I’ve been going through this for the last year. I fell in love with this guy, and he fell for me too. Unfortunately he had a girlfriend, who happened to be a good friend of mine. Sadly things got out of hand and I broke them up. He said he wanted to be with me, but I got scared and hesitated…so he got back together with her. I lost both of my best friends in one day. That experience shook my confidence to the core, it has taken me a year and a half to build myself back up from that. I’m not sure how I did it, I just took it one day at a time, some days I felt like a horrible worthless person, other days I just felt badly for myself. Honestly though, I think its all about putting time between yourself and the event that caused the problems. Time and experience makes us wiser.

Darwin's avatar

It happens again and again in life. The first time I was ever laid off did it, right after college, when the small business I worked for very suddenly (ie. overnight) went bankrupt with no warning. I had to pay rent so I had to pick myself up and get going again.

My first big break up in college, when my fiance’s mother arrived from overseas to keep her son from marrying someone she considered to be inappropriate at best. That was a tough thing to get over indeed, and it took me a long time to fall in love like that again.

It also happened when I realized that I was never going to complete my PhD, that my major professor not only despised me but ridiculed me publicly, and that apparently no one in the department was willing to stand up for me. I went into a major depression and developed agoraphobia. However, when the university promised to discipline the professor if I promised not to sue I was able to start thinking straight enough to find a career job in another state, apply for it, get it, and move on with my life.

My very first bad job evaluation did it. Although it was more due to my boss being angry that I reported him for sexual harassment and was rectified soon after, it still hit me hard.

The first time my husband ended up in the hospital for 12 weeks and I was left as a single mother of a toddler and a baby, with a full-time job, did it, too. That was when I had a breakdown and ended up on medications.

The first time my son started hallucinating and tried to kill himself and was then hospitalized and diagnosed as being bipolar. He was seven years old. Something like that really shoots down any confidence you might ever have had about being at least a decent parent, if not a good one.

The thing about life is that it will continually knock you down.
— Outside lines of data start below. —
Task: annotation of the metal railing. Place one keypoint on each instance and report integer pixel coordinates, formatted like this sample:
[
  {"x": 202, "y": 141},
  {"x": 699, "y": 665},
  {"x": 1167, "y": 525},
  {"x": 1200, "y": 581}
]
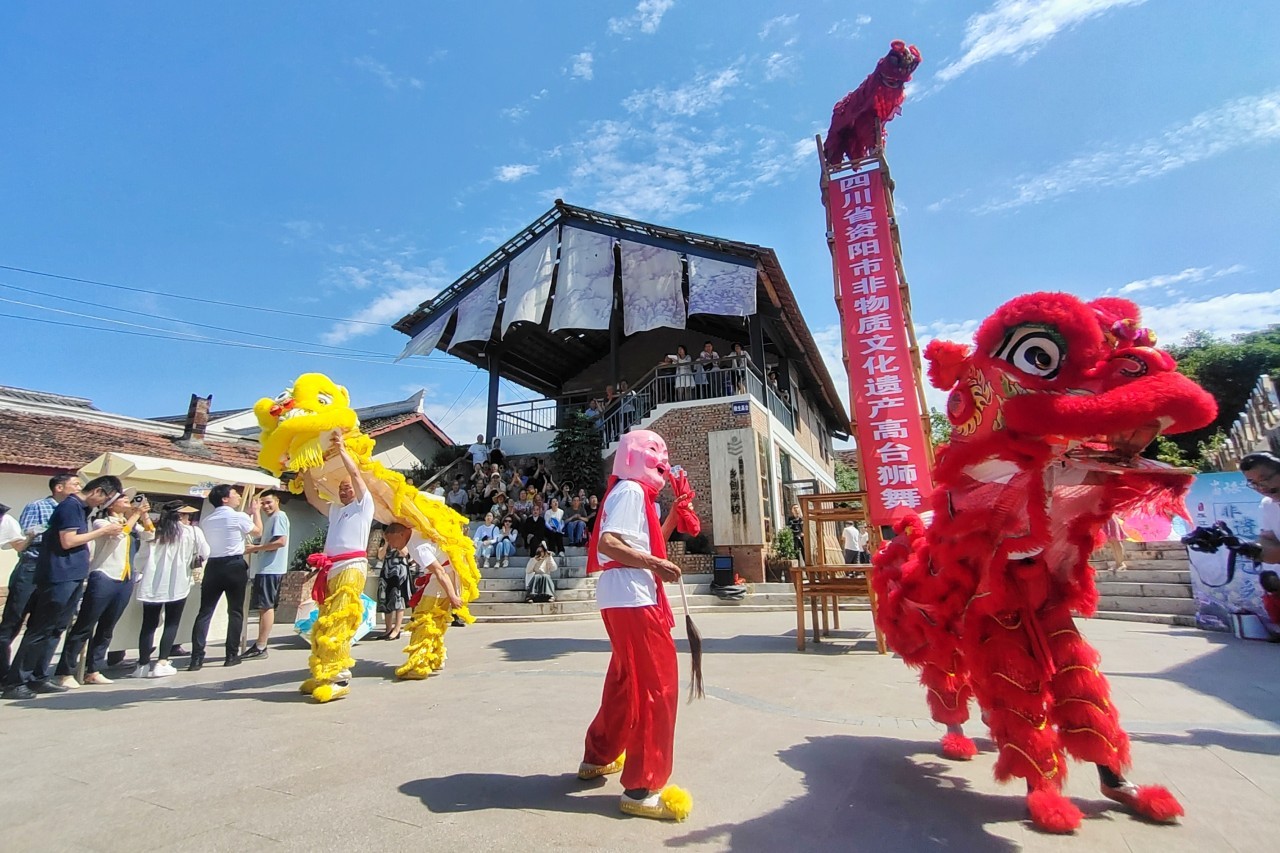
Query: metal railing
[{"x": 663, "y": 384}]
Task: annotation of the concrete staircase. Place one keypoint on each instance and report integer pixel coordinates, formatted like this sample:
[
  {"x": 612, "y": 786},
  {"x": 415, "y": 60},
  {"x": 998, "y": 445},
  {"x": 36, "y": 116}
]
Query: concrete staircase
[
  {"x": 502, "y": 593},
  {"x": 1156, "y": 587}
]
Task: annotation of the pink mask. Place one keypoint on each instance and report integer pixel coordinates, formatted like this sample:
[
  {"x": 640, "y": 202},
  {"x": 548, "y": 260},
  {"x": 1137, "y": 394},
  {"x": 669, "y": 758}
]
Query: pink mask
[{"x": 643, "y": 457}]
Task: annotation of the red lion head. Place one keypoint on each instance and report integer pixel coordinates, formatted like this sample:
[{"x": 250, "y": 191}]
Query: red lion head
[{"x": 1051, "y": 368}]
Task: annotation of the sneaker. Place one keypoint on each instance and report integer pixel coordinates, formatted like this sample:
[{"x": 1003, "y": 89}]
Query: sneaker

You need to expect that and figure out how to pick yourself up again or else you will end up living a terrible, circumscribed and riskfree existence.

As the bumper sticker says, “Shit happens.” You have to learn to clean it up and move on to the next thing even if your stomach does hurt.

And if worse comes to worse, there is always better living through chemistry. For times like that, Xanax rocks!

adreamofautumn's avatar

@kayysamm I am in that exact some position. It’s a rough one to be in.

RedPowerLady's avatar

Yes I have been through this. When I lost my son. At first I went through just plain grief and mourning. Grief is a nasty monster. It has been a year and a half now since our loss. About 3–5 months ago I started realizing that what I am dealing with now is a lack of confidence. Grief progresses in many ways and most of them were easy to recognize. This one was not. It has been really frustrating for me to realize that I have lost confidence in myself and in the world. And it has been a huge struggle to start getting that back. I feel like a completely different person, not only from my loss but also from my lack of confidence. It is a beast but I’m sure it is one that can be tamed in time. Although it is hard to be that positive sometimes.

aprilsimnel's avatar

Please accept my condolences for your loss, @RedPowerLady.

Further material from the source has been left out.